At a broad political and philosophical level, the draft direct taxes code unveiled last fortnight by Pranab Mukherjee and P Chidambaram has many interesting dimensions. Just imagine the political capital the UPA government will reap among Indias growing middle classes once the direct taxes code replaces the present Income Tax Act in 2011.
Of Indias individual taxpayers, 97% will be charged income tax at only 10%. The new code levies only 10% income tax for a taxable income of up to Rs 10 lakh. Only the remaining 3% of taxpayers fall in the higher taxable income slabs of beyond Rs 10 lakh. The rates for these are prescribed at 20% for up to Rs 25 lakh income and 30% beyond it. We are told these slabs may even be indexed to inflation so that not many changes to income-tax rates be made for a long time. In a sense, one may only see expenditure budgets in the future as there will be no tax rate or exemptions to tinker with!
If the direct taxes code is implemented in its present form, the budget of 2011-12 will be as much of a dream budget as the one in 1997, at least for individual taxpayers. The UPA will bag the political dividends this will generate in the 2013 general elections. This should certainly worry the main opposition party which is currently undergoing a bloodbath over Indias pre-independence history.
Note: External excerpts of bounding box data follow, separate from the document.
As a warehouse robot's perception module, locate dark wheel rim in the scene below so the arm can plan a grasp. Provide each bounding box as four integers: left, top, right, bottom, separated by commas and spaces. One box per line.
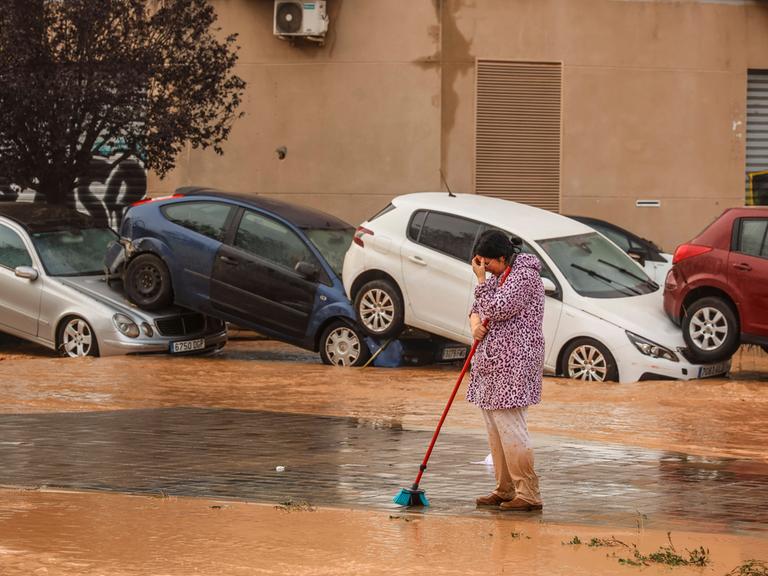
133, 264, 163, 298
325, 326, 362, 366
359, 288, 395, 334
61, 318, 93, 358
688, 306, 728, 352
568, 344, 608, 382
The proposed direct taxes code seeks to lower the rates while doing away with exemptions at both the individual and corporate levels. At a broad philosophical level, the new income tax code is also an invitation to the rapidly rising class of individual traders, shopkeepers and small businessmen to come clean and declare their income at effective tax rates of 10% to 15%. This is what is expected to widen the tax net hugely and increase compliance.
The incentive to small businessmen to come into the income-tax net will be further strengthened by a transparent goods and services tax (GST) regime which will seek to capture all businesses along the value chain with a clean one-time indirect tax to be shared by the state and Centre.
In a sense, the direct taxes code has to work in tandem with a GST regime which will ensure a large number of small businesses come into the income tax net. So the GST should actually result in a major widening of the income-tax net.
For instance, a small contractor in the construction space, with an annual taxable income of Rs 15 lakh, may be avoiding paying income tax because he buys most of his materials without official billing to avoid cascading local taxes. But with a simple and transparent one-time levy of GST the contractor may bring his activity into the official channel and also pay the new effective tax of around 12.5% on his income.
This is precisely what the direct taxes code and the GST are betting on. At a political and philosophical level, both these frameworks actually attempt to correct the historical tax bias in favour of the capital-intensive big businesses. In the last few decades of the exemption raj, most big businesses hardly paid any tax as they kept availing of accelerated depreciation and other tax holidays provided to drive investments. This can be established by just looking the number of companies that pay just the minimum alternate tax (MAT).
On the other hand, largely labour-intensive small manufacturers, who obviously did not enjoy these exemptions, paid much higher income tax. The income-tax policy, in general, was weighted a lot more in favour of big businesses.
The new direct taxes code seeks to correct this imbalance with two clear strategies. One, it intends to phase out all tax holiday regimes, mostly used by capital-intensive big industry, by grandfathering them till they phase out. Second, these businesses will have to pay a MAT of 2% of the gross assets as shown in their balance sheets, if they do not have taxable profits.
There is maximum protest over this provision coming from reputed law firms who mostly represent the interests of big business. They are describing this as a sort of wealth tax being introduced through the backdoor. The authors of the new code argue that this is a sort of efficiency tax which ensures that businesses flog their assets optimally. For instance, in the real estate space, companies are known to accumulate land banks and wait for these to appreciate before building on them.
A 2% tax on the vacant land will force the real estate company to build faster. So goes the logic for levying the 2% tax on gross assets in lieu of MAT. Apparently this has been tried in other countries successfully, though the rate may be lower.
Overall, the new tax code and GST recognise that Indias business landscape today is very different from what it was twenty years ago. Small businesses will increasingly become the backbone of the growth process and tax policy must remove the bias against them.